Com um refratômetro na mão, o cupping deixa de ser puramente sensorial. Você mede a concentração real da bebida (TDS, sólidos dissolvidos totais) e usa esse número para calcular de volta o rendimento de extração. O protocolo da Barista Hustle é o padrão mais citado para isso — mira 1,4% de TDS aos 8 minutos depois do despejo, com proporção fixa de 11 g para 200 ml.
Por que medir TDS
O cupping sensorial é excelente para detectar direção (azedo, doce, equilibrado, amargo) e ruim para detectar magnitude. Dois cafés que parecem "equilibrados" podem estar em rendimentos de extração bem diferentes. O refratômetro te dá um número. Combinado com a proporção, esse número diz qual porcentagem dos solúveis do café realmente chegou à xícara. Isso é o rendimento de extração.

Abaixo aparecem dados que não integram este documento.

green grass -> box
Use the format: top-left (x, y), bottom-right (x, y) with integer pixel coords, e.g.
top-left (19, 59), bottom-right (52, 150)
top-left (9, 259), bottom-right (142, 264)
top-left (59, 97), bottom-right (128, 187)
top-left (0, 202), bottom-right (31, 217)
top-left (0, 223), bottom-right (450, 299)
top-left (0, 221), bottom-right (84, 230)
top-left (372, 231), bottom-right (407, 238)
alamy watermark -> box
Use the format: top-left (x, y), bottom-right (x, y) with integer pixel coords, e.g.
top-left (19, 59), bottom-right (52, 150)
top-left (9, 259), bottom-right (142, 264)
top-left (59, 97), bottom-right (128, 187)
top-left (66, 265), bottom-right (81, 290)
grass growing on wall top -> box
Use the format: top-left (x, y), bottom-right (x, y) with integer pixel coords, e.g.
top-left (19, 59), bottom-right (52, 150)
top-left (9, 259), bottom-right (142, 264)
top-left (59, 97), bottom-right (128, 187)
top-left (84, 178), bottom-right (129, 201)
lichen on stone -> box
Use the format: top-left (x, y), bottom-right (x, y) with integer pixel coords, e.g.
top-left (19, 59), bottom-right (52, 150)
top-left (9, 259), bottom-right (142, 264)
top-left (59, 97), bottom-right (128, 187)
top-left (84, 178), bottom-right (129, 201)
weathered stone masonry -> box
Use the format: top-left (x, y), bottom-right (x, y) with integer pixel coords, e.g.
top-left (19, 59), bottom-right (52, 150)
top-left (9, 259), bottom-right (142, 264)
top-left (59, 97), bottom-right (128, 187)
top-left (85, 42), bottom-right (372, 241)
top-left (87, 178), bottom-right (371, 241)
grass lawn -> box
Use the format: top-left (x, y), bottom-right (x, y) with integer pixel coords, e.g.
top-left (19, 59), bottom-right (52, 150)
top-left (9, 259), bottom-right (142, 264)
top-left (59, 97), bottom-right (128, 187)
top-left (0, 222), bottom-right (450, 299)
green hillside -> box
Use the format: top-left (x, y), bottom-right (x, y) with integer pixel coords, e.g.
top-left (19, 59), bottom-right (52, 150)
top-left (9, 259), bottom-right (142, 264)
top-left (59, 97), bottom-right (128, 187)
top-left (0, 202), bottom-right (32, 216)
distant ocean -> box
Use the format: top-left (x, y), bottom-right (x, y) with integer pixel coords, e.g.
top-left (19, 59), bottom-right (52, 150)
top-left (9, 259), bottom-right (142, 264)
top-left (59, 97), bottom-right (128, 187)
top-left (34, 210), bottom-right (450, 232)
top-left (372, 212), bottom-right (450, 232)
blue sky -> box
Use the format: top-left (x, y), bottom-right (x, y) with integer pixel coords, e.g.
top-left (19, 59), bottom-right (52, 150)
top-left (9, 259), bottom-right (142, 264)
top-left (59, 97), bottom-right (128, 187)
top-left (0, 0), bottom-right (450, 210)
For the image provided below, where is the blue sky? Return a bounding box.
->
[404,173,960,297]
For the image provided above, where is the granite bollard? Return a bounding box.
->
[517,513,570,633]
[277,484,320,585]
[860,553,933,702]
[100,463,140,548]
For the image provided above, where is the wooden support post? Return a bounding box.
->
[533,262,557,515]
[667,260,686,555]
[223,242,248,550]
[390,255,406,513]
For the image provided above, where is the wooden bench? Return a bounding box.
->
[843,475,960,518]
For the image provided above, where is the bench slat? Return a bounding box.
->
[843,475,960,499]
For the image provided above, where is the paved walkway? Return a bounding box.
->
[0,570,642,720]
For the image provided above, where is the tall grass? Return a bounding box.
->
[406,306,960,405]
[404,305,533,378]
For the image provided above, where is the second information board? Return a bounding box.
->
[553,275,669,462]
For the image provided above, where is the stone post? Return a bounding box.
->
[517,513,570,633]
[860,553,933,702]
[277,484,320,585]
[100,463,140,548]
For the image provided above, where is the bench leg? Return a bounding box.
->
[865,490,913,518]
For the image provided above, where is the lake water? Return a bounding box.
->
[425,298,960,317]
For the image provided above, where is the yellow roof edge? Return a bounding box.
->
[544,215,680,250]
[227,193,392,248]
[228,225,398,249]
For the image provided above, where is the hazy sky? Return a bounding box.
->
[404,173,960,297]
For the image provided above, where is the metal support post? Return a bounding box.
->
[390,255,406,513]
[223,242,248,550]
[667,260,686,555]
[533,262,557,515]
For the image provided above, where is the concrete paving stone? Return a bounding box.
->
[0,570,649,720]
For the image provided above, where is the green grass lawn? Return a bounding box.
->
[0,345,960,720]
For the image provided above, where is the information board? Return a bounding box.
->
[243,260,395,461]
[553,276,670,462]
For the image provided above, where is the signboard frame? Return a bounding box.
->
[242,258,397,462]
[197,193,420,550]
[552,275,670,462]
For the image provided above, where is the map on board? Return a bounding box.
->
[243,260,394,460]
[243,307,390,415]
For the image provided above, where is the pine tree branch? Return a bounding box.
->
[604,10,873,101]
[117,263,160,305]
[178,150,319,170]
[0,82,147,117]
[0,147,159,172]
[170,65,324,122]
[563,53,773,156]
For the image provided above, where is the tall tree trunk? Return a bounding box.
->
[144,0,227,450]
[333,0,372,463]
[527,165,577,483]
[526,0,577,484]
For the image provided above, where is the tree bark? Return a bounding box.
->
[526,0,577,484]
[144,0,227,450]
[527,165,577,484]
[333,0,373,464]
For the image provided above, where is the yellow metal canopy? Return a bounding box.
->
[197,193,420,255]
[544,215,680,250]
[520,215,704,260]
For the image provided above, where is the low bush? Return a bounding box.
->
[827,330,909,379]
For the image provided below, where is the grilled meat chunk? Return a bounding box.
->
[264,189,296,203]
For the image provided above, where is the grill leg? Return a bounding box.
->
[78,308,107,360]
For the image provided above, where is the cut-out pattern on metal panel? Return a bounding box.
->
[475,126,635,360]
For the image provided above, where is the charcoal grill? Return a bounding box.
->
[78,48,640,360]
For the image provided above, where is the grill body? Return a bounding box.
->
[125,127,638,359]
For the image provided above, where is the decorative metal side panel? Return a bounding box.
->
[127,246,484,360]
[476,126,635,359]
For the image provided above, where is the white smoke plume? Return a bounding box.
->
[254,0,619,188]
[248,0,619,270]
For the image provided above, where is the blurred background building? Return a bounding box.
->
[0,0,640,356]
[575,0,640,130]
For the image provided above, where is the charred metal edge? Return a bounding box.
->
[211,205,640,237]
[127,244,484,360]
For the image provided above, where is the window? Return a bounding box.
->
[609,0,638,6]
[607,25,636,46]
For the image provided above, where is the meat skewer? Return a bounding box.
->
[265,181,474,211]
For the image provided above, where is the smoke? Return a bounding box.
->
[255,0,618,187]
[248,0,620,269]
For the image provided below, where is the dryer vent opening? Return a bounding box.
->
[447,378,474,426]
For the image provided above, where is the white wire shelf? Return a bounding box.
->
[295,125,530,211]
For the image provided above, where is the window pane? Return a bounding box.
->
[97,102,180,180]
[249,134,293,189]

Uma tigela padrão com 1,4% de TDS em 11:200 corresponde a mais ou menos 22% de rendimento — dentro da faixa "ideal" de 18–22% da SCA. Abaixo disso a xícara sai azeda e crua. Acima, escorrega para amarga e seca.
O alvo da Barista Hustle, em números
- Dose: 11 g por tigela. Precisão de ±0,1 g.
- Água: 200 g, logo depois da fervura plena. Filtrada, mineralização neutra (~70 ppm de dureza, pH 7,0–7,4).
- Moagem: procure a moagem que entrega 1,4% de TDS aos 8 minutos com o seu equipamento e o seu café. Comece em média-grossa (peneira US #20, ~850 µm) e ajuste por tentativa.
- Tigelas: 2 a 6 por amostra. Toda tigela dentro de ±2 g de massa de água.
- Infusão: despeje rápido, encha até a borda, deixe 4 minutos, rompa, limpe, espere até 8:00 e então colete.
Como medir
- Depois de romper e limpar, espere a xícara chegar a uma temperatura bebível (~70 °C serve para a maioria dos refratômetros — confira o seu; alguns exigem menos).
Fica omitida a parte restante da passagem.